Bei uns wirst du nie im Stich gelassen, solange du auch bereit bist alles stehen und liegen zu lassen um einer Kameradin bzw einem Kamerad zu helfen!


Wir bieten:

Eine starke Gemeinschaft, Hilfe bei allem was du machst und bei deinen Probleme, Freundschaft, gemeinsame Aktionen wie Minern, Missionen, Corp-Events usw!
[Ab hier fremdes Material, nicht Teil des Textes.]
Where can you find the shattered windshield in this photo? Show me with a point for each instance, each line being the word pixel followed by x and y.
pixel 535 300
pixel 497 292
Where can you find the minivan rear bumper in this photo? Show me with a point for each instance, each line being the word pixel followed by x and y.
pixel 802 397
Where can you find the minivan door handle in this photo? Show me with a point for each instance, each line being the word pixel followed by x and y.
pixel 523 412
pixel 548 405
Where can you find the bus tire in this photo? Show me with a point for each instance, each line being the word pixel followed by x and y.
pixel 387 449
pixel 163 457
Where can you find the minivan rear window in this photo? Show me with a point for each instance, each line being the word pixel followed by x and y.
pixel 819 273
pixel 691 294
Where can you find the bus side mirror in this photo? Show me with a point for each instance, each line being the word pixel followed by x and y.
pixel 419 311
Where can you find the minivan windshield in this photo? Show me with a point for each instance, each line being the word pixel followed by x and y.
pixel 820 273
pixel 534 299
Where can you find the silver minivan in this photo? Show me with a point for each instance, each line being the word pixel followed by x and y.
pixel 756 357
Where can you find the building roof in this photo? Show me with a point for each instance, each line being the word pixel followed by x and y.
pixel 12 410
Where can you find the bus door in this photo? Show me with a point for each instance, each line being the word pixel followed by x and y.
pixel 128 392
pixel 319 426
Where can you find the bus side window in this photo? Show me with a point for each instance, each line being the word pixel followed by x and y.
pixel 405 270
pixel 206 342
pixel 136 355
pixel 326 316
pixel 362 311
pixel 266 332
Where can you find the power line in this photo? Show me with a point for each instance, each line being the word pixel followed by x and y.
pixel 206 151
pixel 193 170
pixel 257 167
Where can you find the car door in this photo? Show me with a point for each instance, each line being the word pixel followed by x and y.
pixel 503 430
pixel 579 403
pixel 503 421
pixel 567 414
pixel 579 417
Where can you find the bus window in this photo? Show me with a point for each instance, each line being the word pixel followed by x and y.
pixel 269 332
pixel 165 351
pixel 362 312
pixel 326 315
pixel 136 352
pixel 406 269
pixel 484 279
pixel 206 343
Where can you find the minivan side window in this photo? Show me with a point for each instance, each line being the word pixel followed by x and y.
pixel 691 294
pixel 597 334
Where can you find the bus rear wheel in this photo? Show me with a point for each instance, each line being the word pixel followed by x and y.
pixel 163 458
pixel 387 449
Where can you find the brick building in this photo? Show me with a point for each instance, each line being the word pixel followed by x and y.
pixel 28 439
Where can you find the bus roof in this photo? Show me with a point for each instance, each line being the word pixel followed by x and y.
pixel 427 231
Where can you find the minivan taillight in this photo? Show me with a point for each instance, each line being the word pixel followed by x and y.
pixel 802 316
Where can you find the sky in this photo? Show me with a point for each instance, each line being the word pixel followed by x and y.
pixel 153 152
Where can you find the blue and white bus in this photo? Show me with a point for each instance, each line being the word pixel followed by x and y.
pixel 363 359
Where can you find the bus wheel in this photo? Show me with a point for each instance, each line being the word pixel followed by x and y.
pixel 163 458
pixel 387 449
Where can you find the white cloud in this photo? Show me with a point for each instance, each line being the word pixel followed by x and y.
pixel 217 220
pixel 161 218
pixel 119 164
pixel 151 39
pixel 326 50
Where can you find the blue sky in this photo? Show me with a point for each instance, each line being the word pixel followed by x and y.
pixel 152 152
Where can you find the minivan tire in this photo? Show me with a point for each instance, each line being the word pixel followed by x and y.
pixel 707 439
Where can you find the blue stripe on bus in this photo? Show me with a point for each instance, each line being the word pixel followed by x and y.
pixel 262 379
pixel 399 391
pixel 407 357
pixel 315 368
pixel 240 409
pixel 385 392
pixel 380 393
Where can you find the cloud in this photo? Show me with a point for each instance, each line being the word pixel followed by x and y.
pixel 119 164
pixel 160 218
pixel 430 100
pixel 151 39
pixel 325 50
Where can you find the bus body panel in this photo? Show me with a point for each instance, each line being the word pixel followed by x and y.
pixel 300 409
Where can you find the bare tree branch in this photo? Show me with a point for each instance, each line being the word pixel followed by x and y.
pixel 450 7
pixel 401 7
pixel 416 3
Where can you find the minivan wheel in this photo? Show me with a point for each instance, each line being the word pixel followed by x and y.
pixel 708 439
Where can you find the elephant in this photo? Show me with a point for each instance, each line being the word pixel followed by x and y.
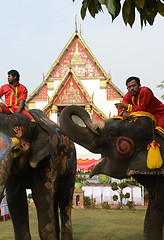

Wir sind erst eine frisch ins lebengerufene corp und somit stecken wir noch in den Kinderschuhen!
Doch DU kannst ein Teil von uns werden und mit uns zusammen deinen beitrag leisten das wir dieses Kinderschuhe verlassen und uns Festigen!

Du bietest:

Du bist mindesten 18 Jahre alt, spielst EVE schon 1 bis 2 Monate, bist kein Pirat, beherrschst deutsche Schrift und Sprache, hast gute Umgangsformen, bist freundlich und schaust nicht auf Spieler herab die Neu sind bzw nicht sofort verstehen was du meinst!

Voraussetzungen:

Du akzeptierst eine 2 bis 3 wöchige Probezeit um herauszufinden ob du zu uns passt und bist öfters im Spiel.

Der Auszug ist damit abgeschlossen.